We are excited to announce a preview of WherobotsAI, our new suite of AI and ML powered capabilities that unlock spatial intelligence in satellite imagery and GPS location data. Additionally, we are bringing the high-performance of WherobotsDB to your favorite data applications with a Spatial SQL API that integrates WherobotsDB with more interfaces including Apache Airflow for Spatial ETL. Finally, we’re introducing the most scalable vector tile generator on earth to make it easier for teams to produce engaging and interactive map applications. All of these new features are capable of operating on planetary-scale data.
Watch the walkthrough of this release here.
Wherobots Mission and Vision
Before we dive into this release, we think it’s important to understand how these capabilities fit into our mission, our product principles, and vision for the Spatial Intelligence Cloud so you can see where we are headed.
Our Mission
These new capabilities are core to Wherobots’ mission, which is to unlock spatial intelligence of earth, society, and business, at a planetary scale. We will do this by making it extremely easy to utilize data and AI technology purpose-built for creating spatial intelligence that’s cloud-native and compatible with modern open data architectures.
Our Product Principles
- We’re building the spatial intelligence platform for modern organizations. Every organization with a mission directly linked to the performance of tangible assets, goods and services, or data products about what’s happening in the physical world, will need a spatial intelligence platform to be competitive, sustainable, and climate adaptive.
- It delivers intelligence for the greater good. Teams and their organizations want to analyze their worlds to create a net positive impact for business, society, and the earth.
- It’s purpose-built yet simple. Spatial intelligence won’t scale through in-house ‘spatial experts’, or through general purpose architectures that are not optimized for spatial workloads or development experiences.
- It’s efficient at any scale. Maximal performance, scale, and cost efficiency can only be achieved through a cloud-native, serverless solution.
- It creates intelligence with AI. Every organization will need AI alongside modern analytics to create spatial intelligence.

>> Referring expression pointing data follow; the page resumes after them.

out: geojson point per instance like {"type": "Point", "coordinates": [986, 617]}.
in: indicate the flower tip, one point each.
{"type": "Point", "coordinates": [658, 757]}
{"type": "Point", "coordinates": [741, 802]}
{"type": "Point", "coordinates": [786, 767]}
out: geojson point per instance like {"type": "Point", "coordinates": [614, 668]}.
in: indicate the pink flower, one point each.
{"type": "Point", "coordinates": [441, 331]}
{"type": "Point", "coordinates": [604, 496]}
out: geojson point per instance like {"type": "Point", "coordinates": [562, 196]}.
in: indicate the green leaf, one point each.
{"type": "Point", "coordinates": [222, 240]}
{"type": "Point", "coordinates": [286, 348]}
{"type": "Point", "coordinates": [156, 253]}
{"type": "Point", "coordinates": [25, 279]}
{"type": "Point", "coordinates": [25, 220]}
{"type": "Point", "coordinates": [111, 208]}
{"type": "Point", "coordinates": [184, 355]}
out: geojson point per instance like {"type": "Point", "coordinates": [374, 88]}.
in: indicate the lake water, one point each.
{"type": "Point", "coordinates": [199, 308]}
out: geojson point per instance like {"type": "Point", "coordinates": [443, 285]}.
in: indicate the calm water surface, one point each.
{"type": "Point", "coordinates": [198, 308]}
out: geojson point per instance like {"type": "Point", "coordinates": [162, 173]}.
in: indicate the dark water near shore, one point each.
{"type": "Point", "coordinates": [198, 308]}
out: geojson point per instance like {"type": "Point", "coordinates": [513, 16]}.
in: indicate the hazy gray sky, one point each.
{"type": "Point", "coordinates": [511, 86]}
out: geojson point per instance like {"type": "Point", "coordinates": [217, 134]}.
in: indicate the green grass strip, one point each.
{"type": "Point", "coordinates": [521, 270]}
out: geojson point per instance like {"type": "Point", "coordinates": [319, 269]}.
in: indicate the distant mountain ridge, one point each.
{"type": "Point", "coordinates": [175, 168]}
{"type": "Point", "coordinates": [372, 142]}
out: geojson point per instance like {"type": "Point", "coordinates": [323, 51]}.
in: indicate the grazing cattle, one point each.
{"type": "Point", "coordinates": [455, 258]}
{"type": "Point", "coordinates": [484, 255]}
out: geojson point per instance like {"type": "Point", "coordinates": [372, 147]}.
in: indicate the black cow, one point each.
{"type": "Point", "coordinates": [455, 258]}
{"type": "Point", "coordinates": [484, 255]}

- It’s open by default. Pace of innovation depends on choice. Organizations that adopt cloud-native, open source compatible, and modern open data architectures will innovate faster because they have more choices in the solutions they can use.
Our Vision
We exist because creating spatial intelligence at-scale is hard. Our contributions to Apache Sedona, leadership in the open geospatial domain, and investments in Wherobots Cloud have, and will make it easier. Users of Apache Sedona, Wherobots customers, and ultimately any AI application will be enabled to support better decisions about our physical and virtual worlds. They will be able to create solutions to improve these worlds that were otherwise infeasible or too costly to build. And the solutions developed will have a positive impact on society, business, and earth — at a planetary scale.
Introducing WherobotsAI
There are petabytes of satellite or aerial imagery produced every day. Yet for most analysts, scientists, and developers, these datasets are analytically inaccessible outside of the naked eye. As a result most organizations still rely on humans and their eyes, to analyze satellite or other forms of aerial imagery. Wherobots can already perform analytics of overhead imagery (also known as raster data) and geospatial objects (known as vector data) simultaneously at scale. But organizations also want to use modern AI and ML technologies to streamline and scale otherwise visual, single threaded tasks like object detection, classification, and segmentation from overhead imagery.
Like satellite imagery that is generally hard to analyze, businesses also find it hard to analyze GPS data in their applications because it’s too noisy; points don’t always correspond to the actual path taken. Teams need an easy solution for snapping noisy GPS data to road or other segment types, at any scale.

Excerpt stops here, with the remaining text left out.